Mischa Gasser: «Das Risiko ist gut kalkulierbar»

Für den Solothurner Skiakrobaten Mischa Gasser ist die Saison vorzeitig zu Ende. Er verletzte sich am vergangenen Wochenende beim Aerials-Wettkampf in Moskau bei der Landung eines Sprunges. Gerade zu dem Zeitpunkt als seine Formkurve nach oben zeigte.

Mischa Gasser.

Bildlegende: Skiakrobat Mischa Gasser an den Olympischen Winterspielen 2014 in Sotschi. Keystone

«Full Double-Full Full», ein Dreifachsalto mit vier Schrauben, die Landung dieses Sprunges wurde dem Solothurner Skiakrobaten Mischa Gasser zum Verhängnis. Obwohl es ein verhältnismässig harmloser Sturz war, zog sich Gasser einen Innenbandriss am rechten Kniegelenk zu. Dies bedeutete das vorzeitige Saisonende. Im Interview spricht der Skiakrobat über vergangene Wettkämpfe und das Risiko seiner Sportart Ski Freestyle.

Sie haben sich vor einer Woche an einem Wettkampf in Russland verletzt. Was ist passsiert?

In der Luft lief noch alles gut. Bei der Landung habe ich mich aber verschätzt. Ich landete zu weit vorne auf dem Ski und hängte dann mit dem rechten Ski ein. Daraufhin hat es im Knie «klöpft».

Nun verpassen Sie die letzten Wettkämpfe der Saison, darunter auch die Schweizer Meisterschaft. Das muss frustrierend sein...

Ja. Das Weltcupspringen in Minsk zu verpassen, ist nicht lustig. Aber auch die Schweizer Meisterschaft in Airolo wäre wichtig gewesen für mich. Ich hätte gerne noch einmal gezeigt was ich kann.

Warum wäre gerade Minsk so wichtig gewesen für Sie?

Ich habe sehr gute Erinnerungen an Minsk. Im letzten Jahr wurde ich hier Sechster. Zudem gefällt mir die Anlage in Minsk sehr gut.

Der sechste Platz in Minsk war Ihr bestes Ergebnis der Karriere.
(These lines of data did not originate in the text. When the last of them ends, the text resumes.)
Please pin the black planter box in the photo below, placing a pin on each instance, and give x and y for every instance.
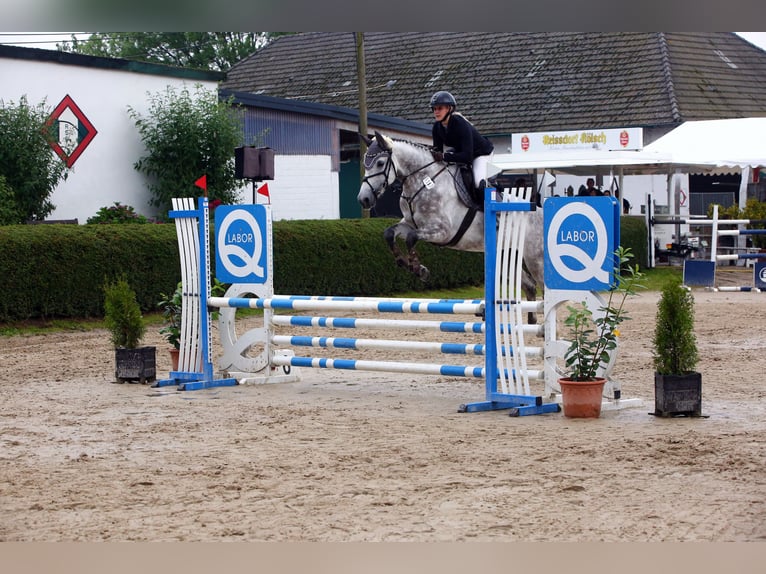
(135, 364)
(678, 395)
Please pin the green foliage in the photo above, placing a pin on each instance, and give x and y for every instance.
(10, 212)
(51, 270)
(171, 306)
(30, 168)
(186, 136)
(117, 213)
(199, 50)
(675, 345)
(633, 234)
(122, 314)
(55, 270)
(754, 210)
(592, 339)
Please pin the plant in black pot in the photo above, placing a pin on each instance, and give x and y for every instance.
(677, 386)
(123, 319)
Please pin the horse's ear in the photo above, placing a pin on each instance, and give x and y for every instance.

In diesem Jahr war ein zehnter Platz ihr bestes Ergebnis – und nun die Verletzung. Läuft es in dieser Saison einfach nicht?
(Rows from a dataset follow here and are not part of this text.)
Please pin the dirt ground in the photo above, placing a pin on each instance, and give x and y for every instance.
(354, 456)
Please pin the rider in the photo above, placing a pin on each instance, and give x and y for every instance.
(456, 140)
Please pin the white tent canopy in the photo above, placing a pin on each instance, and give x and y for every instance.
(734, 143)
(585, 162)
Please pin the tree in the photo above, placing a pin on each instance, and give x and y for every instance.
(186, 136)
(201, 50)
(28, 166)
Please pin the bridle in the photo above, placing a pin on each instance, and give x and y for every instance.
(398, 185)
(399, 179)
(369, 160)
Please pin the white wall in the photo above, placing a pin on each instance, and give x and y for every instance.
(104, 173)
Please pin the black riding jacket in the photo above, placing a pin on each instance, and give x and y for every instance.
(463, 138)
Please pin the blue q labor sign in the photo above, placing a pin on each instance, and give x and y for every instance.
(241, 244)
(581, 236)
Ja, es lief von Anfang an nicht hundertprozentig. Nach dem Top-10-Resultat im ersten Wettkampf erreichte ich drei Mal nicht einmal die Top-20. So habe ich mir das nicht vorgestellt.

Skiakrobatik ist nicht ungefährlich. Fasziniert Sie das Risiko?

Das Risiko ist eigentlich gut kalkulierbar. Das Risiko, sich im Strassenverkehr zu verletzen ist vermutlich einiges grösser als bei meinem Sport.

Was geht Ihnen durch den Kopf wenn Sie springen?

Das einzige, was ich während einem Sprung höre, ist mein Trainer. Er kann noch letzte Anweisungen rufen, z.B. ob der Anlauf optimal war oder nicht. Man spürt das aber auch selber sofort und kann den Sprung noch beeinflussen.

Können Sie in der Luft tatsächlich noch auf die Anweisungen des Trainers reagieren?

Ja, das geht schon noch. Manchmal hilft es auch einfach, wenn der Trainer ruft, dass alles rund läuft. Dann weiss man, dass man den Sprung ganz normal durchziehen kann.

Skiakrobatik erfordert viel Erfahrung. Sie stehen aber erst in ihrer 4. Saison, weshalb sind Sie dennoch bereits so erfolgreich?

Die Erfahrung ist sicher wichtig. Aber ich habe bereits mit viereinhalb Jahren mit Kunstturnen begonnen. Seither habe ich immer akrobatische Sportarten betrieben, z. B. Trampolin oder Geräteturnen. Deshalb konnte ich ein grosses Repertoire an aktrobatischen Bewegungsabläufen in die Skiakrobatik mitnehmen.